The finance bill 2021 was tabled in National Assembly on 11th May and passed on 29th June 2021. The bill proposed the following amendments to the following statutes that took effect in 1st January 2022;
Income Tax
- Extractive Industries Taxation: The Act grants an allowance of 50% in the first year of use of machinery from previously 100% and 25% on the residual in the subsequent years. The enactment is meant to align the rate of depreciation in the second schedule with the rate in the 9th schedule of the Income Tax Act.
- Expansion of Tax Rebate Scheme for Apprenticeship Program: The Finance Act,2021 expanded the tax rebate scheme to include technical and vocational education
and training (TVET). Previously, the rebate only applied to employers who engage 10
university graduates for 6-12 months. This however as changed with the inclusion of university and TVET graduates. The employer shall therefore enjoy tax rebate subsequent to the year of such engagement. - NHIF Tax Relief: The Finance Act has provided 15% insurance relief on contributions made to NHIF to benefit employees and increase their net pay. This is meant to encourage uptake of NHIF and expansion base for population tax bracket.
- Multinational Enterprises: The Act has introduced a requirement for the ultimate parent entity of a multinational enterprises group (MNE) to file and submit a return to the Commissioner detailing the group’s financial activities in Kenya as well as in other jurisdictions.

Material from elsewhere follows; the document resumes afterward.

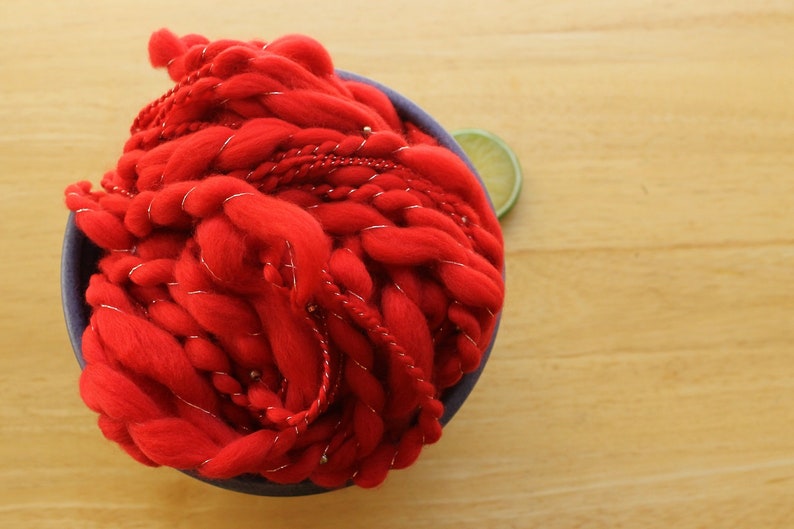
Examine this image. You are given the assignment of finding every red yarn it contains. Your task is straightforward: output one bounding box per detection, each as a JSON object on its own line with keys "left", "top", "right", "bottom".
{"left": 65, "top": 29, "right": 504, "bottom": 489}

- Change in Thin Capitalization: By definition, thin capitalization according to OECD (Organization of Economic Cooperation and Development) refers to the situation in which a company is financed through a relatively high level of debt compared to equity. The Act has introduced new provisions governing interest payments that are not deductible for corporation tax purposes. The Act, provides for non-deductibility of interest expenses exceeding 30% of earnings before interest, taxes, depreciation and amortization (EBITDA) to related and non-related parties. This restriction only applies to;
- Interest on all loans
- Expenses incurred in connection with raising finance
- Payments that are economically equivalent to interest
And doesn’t apply to;
- Banks or financial institution licensed under the Banking Act
- Micro and Small enterprises registered under the Micro and Small Enterprise
- Treatment of Prior Year Losses: The Act has deleted the previous 10-year limit for carrying losses to indefinite. The implication is that even though the taxpayers will be able to carry forward losses indefinitely, they will still be required to account for minimum tax (currently suspended by the high court) on gross revenue earned
- Digital Service Tax Changes: The Act defines the digital market as “an online platform which enables users to sell or provide services, goods or other property to other users”. Section 3 (2) of the Act defines proceeds from such a platform as “Income accruing from a business carried out over the internet or an electronic network including through a digital marketplace” and shall attract a digital service tax. However, the digital service tax only accrues to non-resident persons from the provision of services through a digital market place. The tax is not applicable to persons transmitting messages (Sec9 (2)) or to any foreign income subjected to withholding taxes (Sec 35.). The implication is that definition of a digital market place is modified to eliminate any contradiction and tax avoidance arising from misinterpretation, and that the income accruing to a resident person conducting a business via the internet or electronic platform is excluded since tax is charged on individual or corporate tax rates.
- Private Electricity Companies Supply to the national grid: The Act removes the requirement that electricity must be supplied to the National Grid for the generation of the same to fall under the definition of “manufacture”, which is a prerequisite to qualify for investment deduction on equipment, machinery and buildings used in manufacture.
- Farm Works Definition: The Act has defined “Farm works” under the Second Schedule to mean: farmhouses, labour quarters, any other immovable building necessary for the proper operation of the farm, fences, dips, drains, water and electricity supply works and other works necessary for the proper operation of the farm
Value Added Tax (VAT)
The VAT Act (2013) provides that VAT should be charged on any supply made over a digital market place. The Finance Act, 2021 amended Section 5 of the VAT Act to charge supplies made over the internet or an electronic network or through a digital marketplace in order to clear the ambiguity posed by digital transactions. Thus, any suppliers who sell goods/ services via websites, social media platforms or any other electronic device/ platform will be required to account for VAT.
Section 17 of the VAT Act provides for deduction of input VAT on taxable supplies. The enacted provision detests the reference that VAT restriction is only limited to provisions of Section 17 to include the provisions of the entire VAT Act and Regulations. This clarification implies that prior to the deduction of VAT, businesses should ensure that the purchase was done to make a taxable supply.
The Finance Act, 2021 also provides for additional restriction on claiming input VAT by extending the restriction to;
- the leasing or hiring of passenger cars or mini buses
- entertainments,
- restaurant and
- accommodation services.
Previously, VAT Act only referred to acquisition of these supplies. The implication is that the input VAT incurred in relation to the procuring of passenger cars or mini buses and entertainment, restaurant and accommodation services in any form including leasing, hiring and purchasing is not deductible. The amendment therefore provides a clarity on the deductibility of VAT relating to leasing or hiring of these supplies.